It must be getting better. All this talk about time being the best healer has something going for it i guess. Its been 5 days and i am proud to say i am crying less. I dont dissolve into tears each time i come home and lock myself in my room. In fact yesterday i cried only four times through the day. Wowie, an achievement there i must say.
And yet yesterday was the first test for me. As i turned around to pick up something in office i saw him sitting there and it was like a physical punch in the gut. It did things to my body i did not think possible. I clenched my fists, fished out the umbrella he had left in my house the day he walked out on me and walked up to him and calmly returned it. He gave me an idiot smile. I simply turned away, walked into the loo and cried myself silly.

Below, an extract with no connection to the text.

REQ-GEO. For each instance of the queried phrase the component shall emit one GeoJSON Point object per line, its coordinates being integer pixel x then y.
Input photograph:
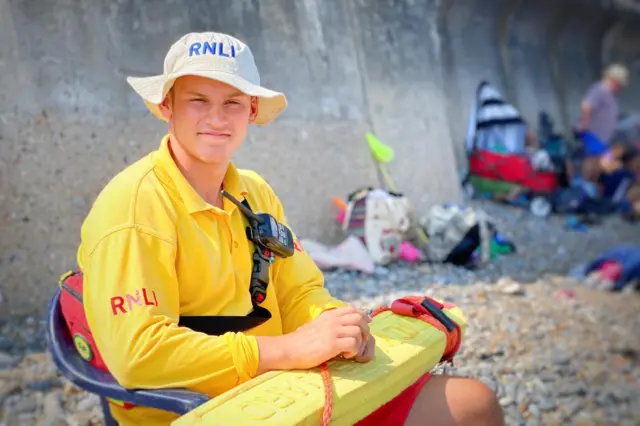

I start crying when someone is kind to me or when someone very gently asks.. how are you? Simple words exchanged between countless people every single day but now they mean something to me. How am i? I vaccilate. When i speak to V something automatically constricts in my throat and i begin babbling. And then after work i go for my class and feel even more wretched. The same activity that kept me rooted now sees me passive, mute. But then i go for dinner with k and have a roaring time. I do. And i tell myself there is life out there and i should stall the melodrama.
So its day 5 post the break up and there has been no going back. Perhaps because for once i understand there is nothing to go back to.